Su gran idea fue que conseguir mujeres con ese mismo perfil, para que se pusieran a la cabeza de salones que deberían ser idénticos al suyo.
Pero, fiel a su convicción de que la independencia económica era clave para la liberación de las mujeres, no las hizo sus empleadas: las hizo dueñas de sus negocios.
Así, se convirtió en pionera del emprendimiento social.
Desarrolló además otras políticas innovadoras, que incluyen lo que ahora llamamos horario flexible, participación en las ganancias, cuidado infantil en el lugar de trabajo y tiempo libre remunerado.
Pero, antes de que se nos pase por alto, lo que concibió fue el modelo de negocio por el que merece crédito: la primera operación franquicia minorista moderna.
Y lo hizo dándole el sentido correcto a la palabra franquicia, que proviene del francés y y literalmente significa “liberarse de la servidumbre”.
Todo empezó con dos salones inaugurados en 1891, que con el tiempo llegaron a ser 500, ubicados en ciudades de EE.UU., Centro América, Europa y Asia.
Sus asociadas, conocidas como “Harperitas”, estudiaban el “método Harper”, que comprendía higiene, nutrición y ejercicio, en uno de los 5 centros de entrenamiento.
El cometido de los salones de Harper, cuyo ambiente debía ser sereno y privado, era resaltar la belleza interior de los clientes promoviendo una piel y cabello saludables y reduciendo el estrés de la vida cotidiana.
En ellos utilizaban una línea completa de productos de belleza 100% naturales y hechos en sus propios laboratorios.
Y el énfasis en la atención al cliente, en el cuidado de su bienestar, incluso la llevó a inventar una silla que se reclinaba y un lavabo con una muesca en el cuello para garantizar su comodidad durante el lavado y masajeado de su cabezas.
Precisamente esa silla y lavabo que hoy en día encuentras en los salones de belleza.
Las Harperitas se comprometían a usar exclusivamente sus productos, a replicar su filosofía y a compartir sus ganancias con ella.
A cambio, recibían -además del entrenamiento- equipos y publicidad, y el derecho de usar una marca que cada vez se hacía más valiosa.
Destacados miembros de la sociedad internacional acudían a sus salones a recibir masajes de cuello, hombros y cabeza, y todos los servicios de peluquería, así como otros varios tratamientos de belleza.
Cuentan que mientras negociaba el Tratado de Versalles, el presidente de Estados Unidos Woodrow Wilson viajaba a París todas las noches al salón Harper para que le masajearan el cuero cabelludo.
Los clientes leales de Harper incluían miembros de la familia real británica, el Káiser alemán, la actriz Helen Hayes, Rose y Joseph Kennedy, y más tarde, Jacqueline Kennedy y Lady-Bird Johnson.

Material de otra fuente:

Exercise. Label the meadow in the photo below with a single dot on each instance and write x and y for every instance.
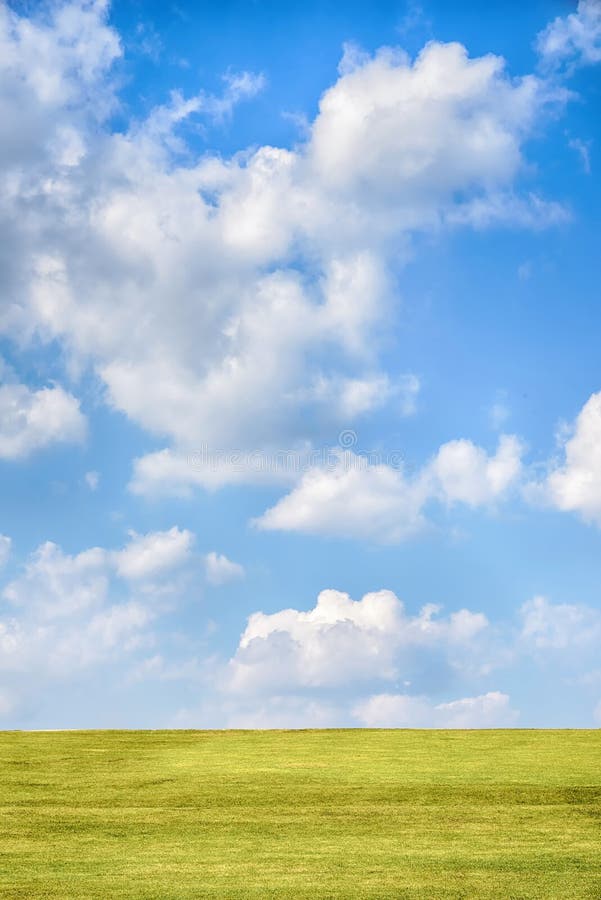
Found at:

En su momento de apogeo, en la red de salones Harper “no se ocultaba el Sol”.
Pero eso no era precisamente lo que hacía feliz a esa Rapunzel de la vida real, a la que el cabello la había salvado sin necesidad de príncipes sino más bien de cerebro.
Para ella, “el gran logro del Método Harper no consiste en la gran cantidad de nuestros salones(…)El gran logro del imperio Harper son las mujeres que ha hecho“, según consignó en el boletín de la compañía en 1926.

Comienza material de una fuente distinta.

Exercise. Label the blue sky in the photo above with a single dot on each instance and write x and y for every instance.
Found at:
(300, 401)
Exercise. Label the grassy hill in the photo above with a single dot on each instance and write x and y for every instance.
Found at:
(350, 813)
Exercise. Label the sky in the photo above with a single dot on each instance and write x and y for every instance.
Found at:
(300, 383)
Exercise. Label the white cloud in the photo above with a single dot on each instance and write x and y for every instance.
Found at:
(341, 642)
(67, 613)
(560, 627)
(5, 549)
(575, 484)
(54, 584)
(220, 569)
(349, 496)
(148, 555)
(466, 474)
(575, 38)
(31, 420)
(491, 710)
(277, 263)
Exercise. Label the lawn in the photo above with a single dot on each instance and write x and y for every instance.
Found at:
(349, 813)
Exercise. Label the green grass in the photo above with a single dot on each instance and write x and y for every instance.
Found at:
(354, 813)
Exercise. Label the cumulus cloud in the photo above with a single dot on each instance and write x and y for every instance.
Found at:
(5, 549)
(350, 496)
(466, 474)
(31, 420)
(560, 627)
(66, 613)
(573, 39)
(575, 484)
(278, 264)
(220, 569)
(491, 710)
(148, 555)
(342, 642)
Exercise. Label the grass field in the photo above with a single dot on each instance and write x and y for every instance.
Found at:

Cuando tenía 63 años, Harper se casó con Robert MacBain, un hombre 23 años menor que ella a quien le gustaba que lo llamaran “El capitán”.

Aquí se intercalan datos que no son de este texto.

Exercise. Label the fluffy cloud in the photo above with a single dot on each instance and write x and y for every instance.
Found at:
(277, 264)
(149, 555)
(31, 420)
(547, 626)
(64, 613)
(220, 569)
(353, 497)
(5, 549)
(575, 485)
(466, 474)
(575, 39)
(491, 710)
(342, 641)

Y cuando se sintió demasiado vieja para dirigir la compañía, le pasó las riendas a su esposo.
MacBain comenzó a transformar la compañía, introduciendo colorantes químicos y permanentes (que estaban prohibidos por Harper, quien usaba estrictamente productos naturales), explica Jane Plitt, autora de 3 biografías sobre Martha Matilda Harper y una de las personas responsables por rescatarla del olvido.
Además, señala Plitt, “El capitán” introdujo una red de líderes hombres que transformó “el espíritu” de la firma.
Con el abandono de los principios fundamentales, la empresa perdió gran parte de su carácter distintivo.
Para cuando MacBain vendió la compañía en la década de 1970, ésta era una sombra de lo que había sido.
Sin embargo eso no explica la razón por la cual Martha Matilda Harper, quien cuando murió en 1950 era famosa, cayó en el olvido pocas décadas después, a pesar de sus extraordinarios logros.